Confidence gives us power. The power not to worry, the power to move onto the next task. In other words: feedback. Letting us know when we are done, and when we still have plenty of work to do. Testing creates a feedback loop as we work to tell us if what we built actually works. TDD gives us a very tight feedback loop: failing test, write code, passing test, etc.
Why are so many developers leaving the most critical test until the end? The acceptance tests. Does this code actually solve the problems it was created to? If it doesn’t, how much time was wasted writing code before this was realized? That is the feedback loop you need to tighten.
It’s easy to work in a silo, and write beautiful code that is “bug free”, fully covered, and runs lightning fast. It’s easy to merge that into an application and wait for bug reports inevitably come in. You may think you are performing because you’re delivery high quality code and getting your job done. And you may be. Or maybe not. You won’t know unless you actually test against your requirements.

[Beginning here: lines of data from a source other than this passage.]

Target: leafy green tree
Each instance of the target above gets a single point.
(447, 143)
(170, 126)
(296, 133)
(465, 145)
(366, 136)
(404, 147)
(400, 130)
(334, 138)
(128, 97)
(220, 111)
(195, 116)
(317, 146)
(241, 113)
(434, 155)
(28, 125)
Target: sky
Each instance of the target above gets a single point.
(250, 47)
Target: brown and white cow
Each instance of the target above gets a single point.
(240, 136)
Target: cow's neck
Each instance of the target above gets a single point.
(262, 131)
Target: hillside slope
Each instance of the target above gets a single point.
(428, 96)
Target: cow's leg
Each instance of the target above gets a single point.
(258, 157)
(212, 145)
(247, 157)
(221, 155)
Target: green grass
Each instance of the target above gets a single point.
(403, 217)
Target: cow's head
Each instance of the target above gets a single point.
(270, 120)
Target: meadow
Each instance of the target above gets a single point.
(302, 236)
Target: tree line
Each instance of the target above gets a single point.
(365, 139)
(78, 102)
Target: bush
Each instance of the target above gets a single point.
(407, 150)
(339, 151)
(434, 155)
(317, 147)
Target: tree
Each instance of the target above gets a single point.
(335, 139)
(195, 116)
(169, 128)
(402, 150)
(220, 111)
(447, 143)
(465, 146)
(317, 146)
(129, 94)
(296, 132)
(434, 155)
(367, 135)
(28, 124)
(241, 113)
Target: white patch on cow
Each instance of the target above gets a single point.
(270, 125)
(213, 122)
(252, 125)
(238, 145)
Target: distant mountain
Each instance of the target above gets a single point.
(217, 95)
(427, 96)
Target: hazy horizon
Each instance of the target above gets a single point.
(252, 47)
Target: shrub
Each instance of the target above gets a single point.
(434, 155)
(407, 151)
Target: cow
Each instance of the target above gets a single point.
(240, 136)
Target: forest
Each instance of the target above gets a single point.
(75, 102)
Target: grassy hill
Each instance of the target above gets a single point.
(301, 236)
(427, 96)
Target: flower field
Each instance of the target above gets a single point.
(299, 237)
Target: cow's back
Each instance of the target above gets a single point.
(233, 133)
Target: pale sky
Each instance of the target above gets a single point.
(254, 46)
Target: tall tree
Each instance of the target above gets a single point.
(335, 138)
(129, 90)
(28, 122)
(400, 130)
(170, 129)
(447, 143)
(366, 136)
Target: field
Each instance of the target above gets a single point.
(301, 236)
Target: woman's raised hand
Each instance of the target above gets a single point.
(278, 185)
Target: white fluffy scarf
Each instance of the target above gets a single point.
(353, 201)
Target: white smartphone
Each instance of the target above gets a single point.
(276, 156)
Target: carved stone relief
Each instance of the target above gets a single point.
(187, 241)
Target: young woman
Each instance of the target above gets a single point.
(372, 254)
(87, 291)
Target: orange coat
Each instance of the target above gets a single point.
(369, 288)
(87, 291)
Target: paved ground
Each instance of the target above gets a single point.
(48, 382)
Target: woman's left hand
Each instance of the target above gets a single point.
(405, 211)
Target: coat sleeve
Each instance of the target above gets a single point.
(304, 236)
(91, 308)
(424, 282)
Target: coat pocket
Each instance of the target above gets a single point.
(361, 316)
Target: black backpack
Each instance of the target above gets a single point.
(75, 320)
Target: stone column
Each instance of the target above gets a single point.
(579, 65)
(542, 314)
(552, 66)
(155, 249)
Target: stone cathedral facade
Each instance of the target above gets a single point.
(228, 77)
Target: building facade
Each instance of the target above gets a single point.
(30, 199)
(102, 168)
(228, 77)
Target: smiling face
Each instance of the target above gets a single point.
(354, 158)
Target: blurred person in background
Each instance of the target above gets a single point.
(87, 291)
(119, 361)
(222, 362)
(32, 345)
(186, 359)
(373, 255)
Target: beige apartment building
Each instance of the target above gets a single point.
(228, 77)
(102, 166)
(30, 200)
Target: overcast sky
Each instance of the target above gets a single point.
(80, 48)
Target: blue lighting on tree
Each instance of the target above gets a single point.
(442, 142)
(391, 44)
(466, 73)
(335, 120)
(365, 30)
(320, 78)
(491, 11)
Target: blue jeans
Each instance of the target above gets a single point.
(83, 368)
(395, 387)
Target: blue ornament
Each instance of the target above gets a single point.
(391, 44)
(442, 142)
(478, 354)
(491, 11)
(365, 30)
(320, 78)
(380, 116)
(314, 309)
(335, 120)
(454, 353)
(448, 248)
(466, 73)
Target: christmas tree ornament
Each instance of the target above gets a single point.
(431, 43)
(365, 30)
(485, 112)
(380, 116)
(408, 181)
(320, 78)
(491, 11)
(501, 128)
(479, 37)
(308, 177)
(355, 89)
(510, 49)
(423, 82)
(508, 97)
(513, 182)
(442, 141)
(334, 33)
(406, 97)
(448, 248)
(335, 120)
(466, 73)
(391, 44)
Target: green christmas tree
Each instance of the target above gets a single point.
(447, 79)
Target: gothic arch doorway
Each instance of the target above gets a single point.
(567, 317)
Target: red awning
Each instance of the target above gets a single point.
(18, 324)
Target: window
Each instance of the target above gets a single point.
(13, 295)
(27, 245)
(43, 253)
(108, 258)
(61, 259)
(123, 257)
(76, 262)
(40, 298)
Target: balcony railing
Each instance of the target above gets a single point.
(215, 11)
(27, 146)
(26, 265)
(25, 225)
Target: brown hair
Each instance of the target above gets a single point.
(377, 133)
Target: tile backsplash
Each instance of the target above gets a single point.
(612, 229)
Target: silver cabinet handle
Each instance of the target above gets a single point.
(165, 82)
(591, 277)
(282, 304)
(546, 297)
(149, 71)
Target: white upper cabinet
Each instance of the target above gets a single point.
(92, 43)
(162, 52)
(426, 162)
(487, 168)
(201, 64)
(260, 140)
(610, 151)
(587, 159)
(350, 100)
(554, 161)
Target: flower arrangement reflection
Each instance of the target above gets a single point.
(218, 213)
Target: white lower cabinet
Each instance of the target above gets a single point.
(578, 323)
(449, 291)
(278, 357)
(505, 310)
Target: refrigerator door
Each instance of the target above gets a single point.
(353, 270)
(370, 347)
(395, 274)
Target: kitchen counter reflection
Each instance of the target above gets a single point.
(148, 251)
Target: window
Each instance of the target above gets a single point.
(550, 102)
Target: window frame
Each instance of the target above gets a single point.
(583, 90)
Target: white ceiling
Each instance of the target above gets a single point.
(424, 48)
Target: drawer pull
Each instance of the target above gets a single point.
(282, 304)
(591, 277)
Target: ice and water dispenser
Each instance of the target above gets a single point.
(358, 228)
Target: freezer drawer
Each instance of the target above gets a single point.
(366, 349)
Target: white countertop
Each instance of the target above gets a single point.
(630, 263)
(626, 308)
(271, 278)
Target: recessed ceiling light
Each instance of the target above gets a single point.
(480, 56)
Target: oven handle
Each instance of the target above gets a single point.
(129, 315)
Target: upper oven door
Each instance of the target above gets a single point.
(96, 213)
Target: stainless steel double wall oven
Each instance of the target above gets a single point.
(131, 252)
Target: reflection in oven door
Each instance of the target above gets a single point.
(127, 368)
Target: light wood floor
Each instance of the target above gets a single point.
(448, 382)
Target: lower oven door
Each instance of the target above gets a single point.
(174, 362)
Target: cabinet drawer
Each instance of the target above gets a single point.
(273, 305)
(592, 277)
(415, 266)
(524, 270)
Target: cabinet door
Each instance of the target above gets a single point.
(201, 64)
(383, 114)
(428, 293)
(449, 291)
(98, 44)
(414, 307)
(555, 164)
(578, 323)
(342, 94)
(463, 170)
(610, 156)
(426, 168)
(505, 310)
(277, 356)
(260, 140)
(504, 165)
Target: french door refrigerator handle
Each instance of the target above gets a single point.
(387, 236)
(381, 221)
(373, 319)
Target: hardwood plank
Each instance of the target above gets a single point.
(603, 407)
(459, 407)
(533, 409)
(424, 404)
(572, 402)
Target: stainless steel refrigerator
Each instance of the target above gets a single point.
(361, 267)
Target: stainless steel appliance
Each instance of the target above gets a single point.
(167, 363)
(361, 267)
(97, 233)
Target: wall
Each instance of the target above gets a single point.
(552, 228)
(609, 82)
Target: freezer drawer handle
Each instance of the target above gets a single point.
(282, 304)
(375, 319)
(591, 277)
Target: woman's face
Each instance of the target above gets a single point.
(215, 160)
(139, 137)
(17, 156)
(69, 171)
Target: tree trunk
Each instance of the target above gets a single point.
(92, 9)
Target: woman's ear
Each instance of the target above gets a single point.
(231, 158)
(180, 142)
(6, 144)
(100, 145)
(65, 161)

One way you can ensure you are on the right track is creating two nested feedback loops. The outer loop, testing against business requirements. You can formalize this with tools like Behat or Cucumber. As an example, these may drive use cases and check the results. It will depend on your domain. And that domain will depend on which layer you are working in.
The problem domain of your web layer is HTTP. Your acceptance test suite should, as expressively as possible, assert that various HTTP request messages are responded to with the corresponding HTTP response messages. That’s it.
Your business domain layer should, as expressively as possible, assert that your business objects can interact under the correct conditions, with the correct outcomes. With an expressive and accurate ubiquitous language, you can ensure those concepts drill all the way down to the code, rather than just at the periodic status updates.
While you are implementing these acceptance tests, you’ll write units of code that integrate with the rest of your system. And you’ll write tests to ensure those things do those jobs. When you are all done, your business tests should pass. And you know you’ll be done.
With these tests driving your progress, you can be confident that your solution is actually solving the business problems it was meant to. When your code leads you astray, you’ll quickly realize that they aren’t helping you achieve your goal, and you’ll find your way again.